Brazil’s Large-Scale Cocoa Farming Ambitions Slow After Price Collapse
Brazilian farmers and investors are scaling back ambitious plans to develop large industrial cocoa farms after global prices plunged from record highs reached in 2024.
The collapse in prices, which have fallen about 70% from last year’s peak, has weakened the economic case for major new planting projects that had been expected to transform Brazil into a significant global supplier of cocoa.
At current market levels of roughly $3,000 per metric ton, farmers and analysts say that about half of the large-scale projects planned across Brazil’s northeastern region may be cancelled.
The initiatives were expected to cover at least 75,000 hectares of cocoa plantations, according to estimates from supply chain services provider Cargill, potentially supplying close to 5% of global cocoa demand.
“If Brazil’s cocoa expansion plans were a heavy rainstorm, the price crash has been a cold shower,” said Paulo Torres, a cocoa adviser based in Bahia. Torres himself has already abandoned plans to plant an additional 38 hectares of cocoa.
With prices falling sharply, many farmers say revenues would not cover the investment and production costs required to establish new plantations.
Several of the large projects had attracted interest from major industry players including Cargill and Barry Callebaut, who saw Brazil as a potential alternative source of cocoa supply after years of production challenges in West Africa.
Ghana and Ivory Coast together account for roughly half of global cocoa production, but poor weather, crop disease and other disruptions in recent seasons reduced harvests in both countries during 2023 and 2024.

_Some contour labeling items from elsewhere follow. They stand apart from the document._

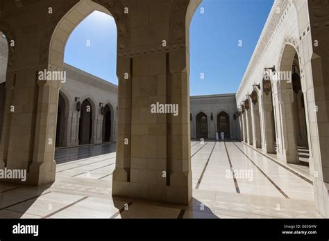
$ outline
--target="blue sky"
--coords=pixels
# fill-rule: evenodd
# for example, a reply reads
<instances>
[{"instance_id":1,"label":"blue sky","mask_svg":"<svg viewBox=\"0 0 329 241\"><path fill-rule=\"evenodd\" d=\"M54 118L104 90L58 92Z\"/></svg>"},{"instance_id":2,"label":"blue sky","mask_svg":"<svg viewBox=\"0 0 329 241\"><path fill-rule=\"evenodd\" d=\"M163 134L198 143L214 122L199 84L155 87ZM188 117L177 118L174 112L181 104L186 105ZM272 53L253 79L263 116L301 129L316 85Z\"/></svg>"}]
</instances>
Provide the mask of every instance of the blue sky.
<instances>
[{"instance_id":1,"label":"blue sky","mask_svg":"<svg viewBox=\"0 0 329 241\"><path fill-rule=\"evenodd\" d=\"M273 0L203 0L190 28L190 95L237 90ZM242 46L239 46L239 40ZM87 46L87 44L90 46ZM117 84L117 28L95 12L71 33L65 62ZM201 74L204 79L201 79Z\"/></svg>"}]
</instances>

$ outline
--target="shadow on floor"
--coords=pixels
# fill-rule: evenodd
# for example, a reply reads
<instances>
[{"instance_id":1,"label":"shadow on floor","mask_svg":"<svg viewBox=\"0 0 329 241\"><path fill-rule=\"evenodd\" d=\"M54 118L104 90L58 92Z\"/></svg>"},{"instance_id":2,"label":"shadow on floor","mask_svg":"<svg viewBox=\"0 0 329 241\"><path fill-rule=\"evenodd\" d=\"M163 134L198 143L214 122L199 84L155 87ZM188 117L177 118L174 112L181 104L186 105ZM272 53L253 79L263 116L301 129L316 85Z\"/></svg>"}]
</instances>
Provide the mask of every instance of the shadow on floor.
<instances>
[{"instance_id":1,"label":"shadow on floor","mask_svg":"<svg viewBox=\"0 0 329 241\"><path fill-rule=\"evenodd\" d=\"M121 217L123 219L182 219L182 218L219 218L210 207L192 198L189 206L178 206L175 204L149 202L147 201L130 199L123 201L119 197L113 197L115 206L119 210L112 218Z\"/></svg>"},{"instance_id":2,"label":"shadow on floor","mask_svg":"<svg viewBox=\"0 0 329 241\"><path fill-rule=\"evenodd\" d=\"M99 145L57 148L55 150L55 161L58 164L77 161L115 152L117 145L115 142Z\"/></svg>"}]
</instances>

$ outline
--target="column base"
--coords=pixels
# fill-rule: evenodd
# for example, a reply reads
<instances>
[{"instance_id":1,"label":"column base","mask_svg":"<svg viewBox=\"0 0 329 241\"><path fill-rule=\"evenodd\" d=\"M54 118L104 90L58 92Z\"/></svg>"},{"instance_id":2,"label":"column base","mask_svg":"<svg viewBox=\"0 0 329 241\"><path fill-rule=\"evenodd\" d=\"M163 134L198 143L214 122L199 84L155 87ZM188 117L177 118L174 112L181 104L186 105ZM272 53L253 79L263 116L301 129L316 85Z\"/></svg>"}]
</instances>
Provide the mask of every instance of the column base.
<instances>
[{"instance_id":1,"label":"column base","mask_svg":"<svg viewBox=\"0 0 329 241\"><path fill-rule=\"evenodd\" d=\"M126 173L122 168L116 169L113 175L112 195L127 198L167 202L178 205L188 205L192 197L191 171L178 175L185 181L180 181L180 186L166 186L165 184L151 184L123 181ZM177 172L176 173L177 176ZM119 181L119 179L121 179ZM176 182L177 180L173 180ZM181 180L180 180L181 181ZM187 181L189 182L189 184Z\"/></svg>"}]
</instances>

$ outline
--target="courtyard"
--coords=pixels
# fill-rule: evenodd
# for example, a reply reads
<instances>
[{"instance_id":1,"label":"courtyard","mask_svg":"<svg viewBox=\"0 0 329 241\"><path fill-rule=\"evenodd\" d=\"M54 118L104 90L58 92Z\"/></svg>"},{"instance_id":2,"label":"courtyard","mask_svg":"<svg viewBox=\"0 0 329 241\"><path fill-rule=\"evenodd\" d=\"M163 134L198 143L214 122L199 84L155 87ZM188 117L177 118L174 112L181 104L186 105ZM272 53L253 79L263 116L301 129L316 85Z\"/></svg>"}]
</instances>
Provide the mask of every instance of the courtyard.
<instances>
[{"instance_id":1,"label":"courtyard","mask_svg":"<svg viewBox=\"0 0 329 241\"><path fill-rule=\"evenodd\" d=\"M191 141L188 206L112 197L115 152L115 143L56 149L53 184L0 184L0 217L323 217L314 207L310 177L239 141ZM234 172L243 170L248 172Z\"/></svg>"}]
</instances>

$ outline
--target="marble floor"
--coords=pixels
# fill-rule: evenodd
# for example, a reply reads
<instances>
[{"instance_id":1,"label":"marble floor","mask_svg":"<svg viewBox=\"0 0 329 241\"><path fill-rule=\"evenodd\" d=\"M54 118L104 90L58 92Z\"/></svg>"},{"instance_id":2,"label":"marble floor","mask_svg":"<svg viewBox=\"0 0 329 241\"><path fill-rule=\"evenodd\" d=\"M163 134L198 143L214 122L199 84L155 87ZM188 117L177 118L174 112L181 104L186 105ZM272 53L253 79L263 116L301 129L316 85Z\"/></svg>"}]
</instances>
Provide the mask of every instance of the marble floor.
<instances>
[{"instance_id":1,"label":"marble floor","mask_svg":"<svg viewBox=\"0 0 329 241\"><path fill-rule=\"evenodd\" d=\"M49 186L1 183L0 217L322 217L314 208L312 182L235 141L191 142L189 206L112 197L115 148L107 143L56 150L56 181Z\"/></svg>"}]
</instances>

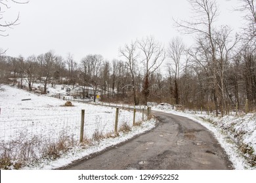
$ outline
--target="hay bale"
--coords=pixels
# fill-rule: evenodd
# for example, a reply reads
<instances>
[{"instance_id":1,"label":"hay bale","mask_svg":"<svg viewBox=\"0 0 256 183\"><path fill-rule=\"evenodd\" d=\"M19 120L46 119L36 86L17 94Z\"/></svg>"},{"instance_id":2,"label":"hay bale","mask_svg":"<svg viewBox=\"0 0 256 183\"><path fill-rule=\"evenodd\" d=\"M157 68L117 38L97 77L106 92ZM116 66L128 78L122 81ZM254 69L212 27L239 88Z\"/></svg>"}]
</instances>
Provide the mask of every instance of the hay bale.
<instances>
[{"instance_id":1,"label":"hay bale","mask_svg":"<svg viewBox=\"0 0 256 183\"><path fill-rule=\"evenodd\" d=\"M73 106L72 103L71 101L66 101L65 103L65 106Z\"/></svg>"}]
</instances>

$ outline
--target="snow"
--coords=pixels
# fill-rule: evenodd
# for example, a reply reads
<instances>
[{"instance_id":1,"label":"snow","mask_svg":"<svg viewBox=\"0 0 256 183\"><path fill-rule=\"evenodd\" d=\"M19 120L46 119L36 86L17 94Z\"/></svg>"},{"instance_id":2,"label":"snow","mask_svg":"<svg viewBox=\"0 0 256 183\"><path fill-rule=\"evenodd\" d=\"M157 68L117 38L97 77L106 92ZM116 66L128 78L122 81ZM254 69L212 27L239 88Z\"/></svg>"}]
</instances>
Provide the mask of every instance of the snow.
<instances>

Those supply problems pushed cocoa prices from about $2,500 per ton to more than $11,000, triggering panic among chocolate manufacturers.
Cocoa traders began searching for alternative sources of supply. Smuggling also increased in West Africa as farmers attempted to bypass government price controls and sell beans across borders where prices were higher.
At the same time, chocolate companies raised retail prices to offset the surge in raw material costs.
However, the price increases led consumers to reduce purchases of expensive chocolate products. Some manufacturers also introduced smaller package sizes and substitutes such as vegetable fats, reducing cocoa demand and contributing to the recent price decline.
Production outside West Africa has also begun to recover. Countries such as Ecuador have expanded output, while African production is expected to rebound.
In Brazil, smaller cocoa farmers have struggled to benefit from the previous price spike. Earlier this year a group of growers blocked a road leading to the port of Ilheus in Bahia, burning tires to protest imports of African cocoa.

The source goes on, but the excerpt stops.